Edward Acevedo

Personal information
- Full name: Edward Arturo Acevedo Cruz
- Date of birth: 10 December 1985 (age 40)
- Place of birth: Santo Domingo, Dominican Republic
- Height: 1.63 m (5 ft 4 in)
- Position: Left back

Team information
- Current team: Dominican Republic U-23 (manager)

Senior career*
- Years: Team / Apps / (Gls)
- 2006–2009: Atlético Barcelona / 32 / (3)
- 2007: Don Bosco / 8 / (2)
- 2009: FK Crvenka / 14 / (3)
- 2009–2010: FK Veternik / 24 / (3)
- 2010–2012: FK Modriča / 32 / (0)
- 2012–2013: FK Rudar Prijedor / 24 / (1)
- 2013–2014: FK Sloga Doboj / 28 / (2)
- 2014–2015: FK Tekstilac Derventa / 9 / (1)
- 2015–2018: Cibao FC / 31 / (0)
- Total:  / 202 / (15)

International career^{‡}
- 2008–2014: Dominican Republic / 15 / (0)

Managerial career
- 2020–2021: Delfines del Este
- 20??–2023: Atlético Vega Real
- 2023-: Dominican Republic U-23

= Edward Acevedo (footballer) =

Dominican footballer and manager (born 1985)

Edward Arturo Acevedo Cruz (born 10 December 1985) is a Dominican football former player and current manager.
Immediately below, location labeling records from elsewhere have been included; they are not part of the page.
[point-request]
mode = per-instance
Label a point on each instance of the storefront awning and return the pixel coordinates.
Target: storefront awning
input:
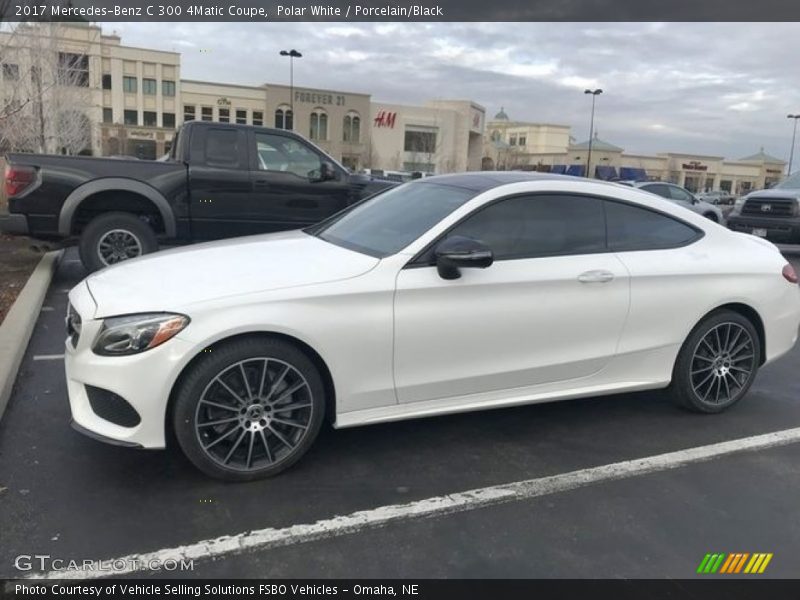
(604, 172)
(576, 170)
(632, 173)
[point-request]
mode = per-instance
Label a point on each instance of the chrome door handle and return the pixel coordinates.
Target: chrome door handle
(596, 276)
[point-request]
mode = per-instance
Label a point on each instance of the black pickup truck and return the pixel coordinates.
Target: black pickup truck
(219, 181)
(773, 214)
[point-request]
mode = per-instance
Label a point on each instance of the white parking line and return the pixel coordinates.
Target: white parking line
(48, 357)
(263, 539)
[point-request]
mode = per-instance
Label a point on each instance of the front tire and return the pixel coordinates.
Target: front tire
(249, 409)
(115, 237)
(717, 363)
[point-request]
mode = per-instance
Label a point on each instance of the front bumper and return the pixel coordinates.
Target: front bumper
(143, 380)
(781, 230)
(14, 224)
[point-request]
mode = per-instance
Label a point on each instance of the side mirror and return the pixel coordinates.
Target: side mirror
(326, 171)
(460, 252)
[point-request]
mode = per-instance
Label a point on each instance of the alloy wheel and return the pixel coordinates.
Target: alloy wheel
(723, 364)
(254, 414)
(117, 245)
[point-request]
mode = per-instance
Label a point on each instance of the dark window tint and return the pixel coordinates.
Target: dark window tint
(633, 228)
(529, 226)
(222, 148)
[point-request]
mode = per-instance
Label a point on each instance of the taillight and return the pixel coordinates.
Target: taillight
(789, 274)
(18, 179)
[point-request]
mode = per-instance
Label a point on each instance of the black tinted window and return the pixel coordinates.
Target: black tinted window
(633, 228)
(530, 226)
(222, 148)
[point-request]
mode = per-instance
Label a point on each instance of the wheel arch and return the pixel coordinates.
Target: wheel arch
(310, 352)
(749, 313)
(99, 189)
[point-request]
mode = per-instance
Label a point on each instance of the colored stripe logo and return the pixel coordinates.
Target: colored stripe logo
(737, 562)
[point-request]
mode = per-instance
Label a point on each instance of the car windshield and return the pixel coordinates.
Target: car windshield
(790, 183)
(390, 221)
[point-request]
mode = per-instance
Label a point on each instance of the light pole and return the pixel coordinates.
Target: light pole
(594, 94)
(292, 54)
(794, 136)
He played as a full-back and has represented the Dominican Republic national team. Nicknamed Beba, he currently manages Liga Dominicana de Fútbol club Atlético Vega Real.

==Club career==
Born on 10 December 1985, in Santo Domingo, Acevedo played with Santo Domingo's Club Barcelona Atlético. He had a spell in Haiti with Don Bosco FC before moving to Europe along his club and national team colleague Kerbi Rodríguez and join Serbian side FK Crvenka. In summer 2009, he moved and signed with FK Veternik a side playing in the Serbian League Vojvodina. In summer 2010, he and Kerbi moved to neighboring Bosnia and Herzegovina, more precisely to the administrative division of Republika Srpska, to play on loan with FK Modriča in the First League of the Republika Srpska.

In summer 2012, Acevedo joined FK Rudar Prijedor and played in the 2012–13 Premier League of Bosnia and Herzegovina. In July 2013, he moved to FK Sloga Doboj, playing in the First League of the Republika Srpska, Bosnian second tier.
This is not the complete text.